A sign at the Baltra airport
In the terminal, the flight was late, and TAME personnel kept disappearing. I ended up talking to an Israeli doctor, a woman who was also traveling alone, and together we managed to figure out which gate the flight was leaving from. She came enroute from Spain, couldn't land in Quito because of the torrential rains last night (the weather in Quito can manifest all four seasons in a day). Her flight ended up going to Quayaquil on the coast, enduring a six-hour layover, then flying into Quito; here she was, wandering around the same waiting room as me. The joys of travel; it's a way to test yourself, that's for sure.

Interesting note about the money: Ecuador uses American dollars as their currency; for change, they give you Sacajawea dollars, which I haven't seen in the US in years. They're highly valued here. Fun fact: Ecuador is named for the equator, which evenly divides the country and the city of Quito. 

The intense blue tint is from the blue shades on the dock
Reps from the yate Fragata picked us up at the airport in Baltra--I thought Baltra was a town, but it's a military installation. All together, we are three young couples, three older couples, a young single girl, and yours truly--an international assortment, from Holland, Switzerland, Canada, French Canada, and America. A jolting bus ride from the military installation brought us to the boat. Before we boarded, we got a taste of what the Galapagos is famous for--a sleeping marine iguana kept guard outside the boat launch and a sassy sea lion posed magnificently for pictures on a bench.
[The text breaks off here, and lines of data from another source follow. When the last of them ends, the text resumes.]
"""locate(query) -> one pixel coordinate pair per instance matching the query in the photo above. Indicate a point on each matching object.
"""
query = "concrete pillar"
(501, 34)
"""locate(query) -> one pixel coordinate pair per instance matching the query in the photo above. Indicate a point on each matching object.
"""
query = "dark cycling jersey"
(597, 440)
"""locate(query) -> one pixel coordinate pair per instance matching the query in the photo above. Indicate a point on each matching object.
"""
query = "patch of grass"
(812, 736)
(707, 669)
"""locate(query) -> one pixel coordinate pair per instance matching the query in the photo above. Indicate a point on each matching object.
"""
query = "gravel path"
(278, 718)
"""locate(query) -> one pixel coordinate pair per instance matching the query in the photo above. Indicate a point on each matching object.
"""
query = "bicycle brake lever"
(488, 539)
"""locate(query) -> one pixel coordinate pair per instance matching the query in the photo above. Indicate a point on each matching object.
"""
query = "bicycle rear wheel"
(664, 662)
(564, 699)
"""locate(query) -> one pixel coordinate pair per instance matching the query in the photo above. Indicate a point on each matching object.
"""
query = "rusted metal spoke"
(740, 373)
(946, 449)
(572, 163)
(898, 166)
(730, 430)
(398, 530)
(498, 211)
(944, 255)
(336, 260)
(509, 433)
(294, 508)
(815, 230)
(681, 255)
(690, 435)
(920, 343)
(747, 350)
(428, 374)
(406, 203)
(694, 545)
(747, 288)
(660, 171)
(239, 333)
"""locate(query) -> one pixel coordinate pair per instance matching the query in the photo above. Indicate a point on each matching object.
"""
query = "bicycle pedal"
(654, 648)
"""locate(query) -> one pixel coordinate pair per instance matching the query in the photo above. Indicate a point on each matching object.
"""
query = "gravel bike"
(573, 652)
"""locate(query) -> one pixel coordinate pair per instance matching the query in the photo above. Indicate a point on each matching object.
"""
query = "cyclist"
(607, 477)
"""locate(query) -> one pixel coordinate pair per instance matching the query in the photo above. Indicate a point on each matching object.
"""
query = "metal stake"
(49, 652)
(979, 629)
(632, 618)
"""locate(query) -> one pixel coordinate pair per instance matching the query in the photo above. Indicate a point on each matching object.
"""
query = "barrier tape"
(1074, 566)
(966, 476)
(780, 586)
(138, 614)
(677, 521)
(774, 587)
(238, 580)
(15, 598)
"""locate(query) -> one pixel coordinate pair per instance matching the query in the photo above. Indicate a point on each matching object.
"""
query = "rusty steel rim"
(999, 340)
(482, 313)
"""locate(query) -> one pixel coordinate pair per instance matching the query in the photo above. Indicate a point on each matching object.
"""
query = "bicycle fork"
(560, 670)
When I say the descriptive "first class", what comes to mind? Chilled cocktails on the foredeck? An abundance of hot water any time the urge strikes to shower? This is not Fragata, a slightly careworn boat whose last refitting was a decade past. Not that the crew doesn't try--they definitely make up for the faded brightwork. Yacht life isn't quite what I expected--for one thing, the simple act of taking a pee is not at all simple. No paper can enter the sewage that is flushed into the open sea in the Galapagos--that means, wipe (or more realistically, dab) and dispose of the paper in a container next to the toilet. Poop? We won't even go there. I'm sure I wasn't the only person who did a little toilet diving the first day…


The boat took us to Sombrero Chino, a small island south of Is. Santiago, where we went for our first snorkel--the water sparkled with schools of silvery anchovies, and the reefs were populated with all manner of colorful fish: pastel pink and yellow parrotfish, yellow-tailed wrasses, a cobalt blue sea star and much more (the Galapagos video is ready! Check it out:  vimeo.com/joanneorionmiller). It was an excellent dive followed by a short walk among a few sea lions with adorable pups. The sun disappeared into a neon sunset. A few of us gathered on the Fragata's sun deck to watch the last of the golden light darken to shades of gray-blue.